Automotive News -- February 15, 2010 - 12:01 am ET

MUNICH -- Having decided to hold on to Adam Opel AG, General Motors Co. is pushing an aggressive plan to make the company profitable by 2012.

Opel CEO Nick Reilly last week said GM will:

-- Cut 8,300 jobs as part of a five-year plan that aims to reduce capacity by a fifth.

-- Refresh 80 percent of its product lineup by 2012.

-- Ask European governments for loans or loan guarantees totaling 2.7 billion euros ($3.70 billion).

Reilly said the total plan will cost $15 billion and will require $4.53 billion to run the company during the restructuring. GM will seek loans from governments where Opel and Vauxhall, its British sister brand, have operations.

That part of the plan drew a cool initial response from the governments of Germany and Spain. Opel has asked Germany for $2.06 billion in aid to fund 4,000 job cuts in Opel's home country and has requested a total of $1.64 billion from Spain, the United Kingdom, Austria and Poland.

Said German Economy Minister Rainer Bruederle: "We will carefully examine the documents."

Germany: Let GM pay

A member of the free-market liberals in Germany, Bruederle repeatedly has called on GM to fund its subsidiary's operations itself and not just contribute $823 million toward the restructuring.

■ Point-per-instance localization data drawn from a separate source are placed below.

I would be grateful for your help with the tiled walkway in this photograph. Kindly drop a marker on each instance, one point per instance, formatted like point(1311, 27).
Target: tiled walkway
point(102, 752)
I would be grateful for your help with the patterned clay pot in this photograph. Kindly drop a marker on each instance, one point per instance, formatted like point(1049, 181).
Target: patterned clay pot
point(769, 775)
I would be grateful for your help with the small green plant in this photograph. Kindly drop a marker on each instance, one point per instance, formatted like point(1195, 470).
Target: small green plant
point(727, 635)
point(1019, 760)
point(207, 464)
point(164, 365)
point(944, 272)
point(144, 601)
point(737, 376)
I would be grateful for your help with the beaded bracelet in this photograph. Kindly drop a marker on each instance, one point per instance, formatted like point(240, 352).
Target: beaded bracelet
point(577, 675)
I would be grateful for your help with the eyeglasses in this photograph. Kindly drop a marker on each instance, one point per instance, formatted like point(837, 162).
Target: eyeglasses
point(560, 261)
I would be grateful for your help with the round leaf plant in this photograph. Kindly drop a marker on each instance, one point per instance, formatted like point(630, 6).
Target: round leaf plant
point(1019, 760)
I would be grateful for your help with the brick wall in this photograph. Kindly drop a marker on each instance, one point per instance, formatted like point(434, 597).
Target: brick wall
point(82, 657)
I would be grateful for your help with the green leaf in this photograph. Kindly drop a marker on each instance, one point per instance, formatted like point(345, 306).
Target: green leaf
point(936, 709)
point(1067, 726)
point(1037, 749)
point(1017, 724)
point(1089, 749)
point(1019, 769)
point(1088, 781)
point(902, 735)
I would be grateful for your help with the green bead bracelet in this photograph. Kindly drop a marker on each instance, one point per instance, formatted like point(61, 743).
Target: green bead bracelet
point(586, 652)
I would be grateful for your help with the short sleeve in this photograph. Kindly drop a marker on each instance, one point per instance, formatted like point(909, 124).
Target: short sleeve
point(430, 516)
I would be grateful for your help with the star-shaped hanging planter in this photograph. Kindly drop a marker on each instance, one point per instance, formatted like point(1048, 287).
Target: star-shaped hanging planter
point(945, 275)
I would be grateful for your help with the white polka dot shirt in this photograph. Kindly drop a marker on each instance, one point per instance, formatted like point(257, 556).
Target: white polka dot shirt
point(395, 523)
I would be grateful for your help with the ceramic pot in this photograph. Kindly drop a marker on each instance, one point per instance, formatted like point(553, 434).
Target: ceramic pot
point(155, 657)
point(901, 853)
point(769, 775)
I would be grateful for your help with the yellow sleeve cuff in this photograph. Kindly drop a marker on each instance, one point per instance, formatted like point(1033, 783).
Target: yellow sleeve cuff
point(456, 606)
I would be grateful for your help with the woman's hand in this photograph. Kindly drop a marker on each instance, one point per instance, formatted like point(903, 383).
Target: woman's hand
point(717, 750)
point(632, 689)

Reilly told reporters in Frankfurt that not receiving any aid from Germany was more of a hypothetical issue. "We don't anticipate being turned down," he said.

All together, Opel expects to book restructuring charges of about $1.37 billion for reducing its head count by 8,370 across Europe. This includes about 1,300 white-collar jobs but excludes 1,500 workers shed through early retirements.

Spain's industry minister said planned job cuts of 900 at the plant in Zaragoza were a sacrifice and said Spain's position on the restructuring plan hadn't been decided.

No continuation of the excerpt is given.